077To be fair, President Obama appointed commissioners years ago, but they were too radical (and they really are radical) to get through the liberal Senate. And Obama has done nothing to get them through or to replace them with people who can get confirmed and get the issues in Florida straightened out before the next election. Which is pretty soon.

Maybe Obama doesn’t care all that much about getting the polling places in Florida all fixed up after all.

And then there were President Obama’s pledges at last year’s SOTU to improve cybersecurity. (Edward Snowden, call your office. On second thought, stay the h*ll away from it; you’ve done enough damage already.)

But aside from Snowden and leaks, did the President really try to improve cybersecurity? It’s hard to say he has, since the ObamaCare websites lack even the basic cybersecurity tools required by federal law. People working under his direction — people who, he claims, were reporting to him on progress regularly — were already working on the website when he gave last year’s speech. Did he not question them about security issues?

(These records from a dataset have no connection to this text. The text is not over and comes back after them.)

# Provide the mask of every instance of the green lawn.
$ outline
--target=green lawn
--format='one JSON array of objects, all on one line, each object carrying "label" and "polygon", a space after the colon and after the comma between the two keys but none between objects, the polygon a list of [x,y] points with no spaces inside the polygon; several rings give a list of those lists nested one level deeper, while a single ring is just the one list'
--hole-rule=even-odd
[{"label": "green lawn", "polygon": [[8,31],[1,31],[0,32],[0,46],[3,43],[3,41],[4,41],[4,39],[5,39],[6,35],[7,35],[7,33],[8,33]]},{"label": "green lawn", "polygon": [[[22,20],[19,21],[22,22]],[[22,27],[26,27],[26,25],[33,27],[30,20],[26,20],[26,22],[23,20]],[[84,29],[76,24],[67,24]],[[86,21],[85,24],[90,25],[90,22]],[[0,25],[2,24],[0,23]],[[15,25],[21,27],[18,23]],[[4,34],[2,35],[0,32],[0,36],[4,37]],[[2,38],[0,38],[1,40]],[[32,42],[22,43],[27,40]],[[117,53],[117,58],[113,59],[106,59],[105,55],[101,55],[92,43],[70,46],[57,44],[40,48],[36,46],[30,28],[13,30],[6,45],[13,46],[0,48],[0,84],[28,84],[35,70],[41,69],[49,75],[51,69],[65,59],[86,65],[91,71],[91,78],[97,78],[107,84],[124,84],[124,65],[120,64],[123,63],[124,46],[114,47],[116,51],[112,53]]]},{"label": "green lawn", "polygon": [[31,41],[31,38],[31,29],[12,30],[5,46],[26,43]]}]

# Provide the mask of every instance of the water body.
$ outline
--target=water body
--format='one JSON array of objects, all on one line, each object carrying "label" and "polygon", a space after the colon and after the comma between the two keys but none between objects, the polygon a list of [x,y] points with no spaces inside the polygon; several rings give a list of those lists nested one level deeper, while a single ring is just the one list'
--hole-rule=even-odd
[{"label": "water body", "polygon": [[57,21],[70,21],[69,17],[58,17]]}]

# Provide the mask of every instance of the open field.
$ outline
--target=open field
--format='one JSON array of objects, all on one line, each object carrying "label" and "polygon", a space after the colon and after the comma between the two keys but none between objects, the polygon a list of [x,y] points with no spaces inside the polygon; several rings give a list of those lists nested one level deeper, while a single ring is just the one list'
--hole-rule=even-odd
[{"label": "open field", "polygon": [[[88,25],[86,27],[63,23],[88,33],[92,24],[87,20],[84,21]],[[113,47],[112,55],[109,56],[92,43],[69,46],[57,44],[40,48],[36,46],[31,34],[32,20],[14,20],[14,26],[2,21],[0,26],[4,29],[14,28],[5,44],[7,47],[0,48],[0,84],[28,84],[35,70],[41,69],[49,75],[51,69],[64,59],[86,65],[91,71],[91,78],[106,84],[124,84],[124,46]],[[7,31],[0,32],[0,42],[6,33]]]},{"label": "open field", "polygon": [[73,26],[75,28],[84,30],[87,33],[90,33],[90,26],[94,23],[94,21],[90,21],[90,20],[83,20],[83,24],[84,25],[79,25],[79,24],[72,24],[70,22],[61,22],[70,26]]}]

Apparently cybersecurity was important enough to mention in the SOTU, but not important enough to ask a subordinate about.

These and numerous other examples give the public plenty of reasons to believe that whatever President Obama promises in the SOTU, he can’t be trusted to keep those promises.

We really can’t trust him to even try.

Last year, among many other things, he said he wanted to get a minimum wage increase through Congress, get more gun restrictions passed and have what he calls “comprehensive immigration reform” (as opposed to reform, I suppose).

The left has buzzed about the minimum wage a bit, especially over the last few weeks, but did anyone see President Obama making an effort to put together a coalition on the Hill to get the mandatory federal minimum wage increased? I sure didn’t (not that it’s a good idea).

The President stopped talking about new gun restrictions soon after it became clear getting them through Congress might be hard, too. (Again, I’m glad he failed, but he claimed he wanted it done and didn’t really try.)

And the President knows how to get “comprehensive” immigration reform: Get the southern border closed. All kinds of people will support amnesty if that actually happens, and he knows it. But although he claims to support a closed border, does he take the steps necessary to get it close to that condition? Nope.

In the early years of our Republic, Presidents sent a written State of the Union report to Congress. No speech. Maybe we should return to those days. With no camera, and no microphone, the President just might limit his report to things he truly is committed to doing. And the rest of us can stop wasting our time watching him say things he doesn’t really mean.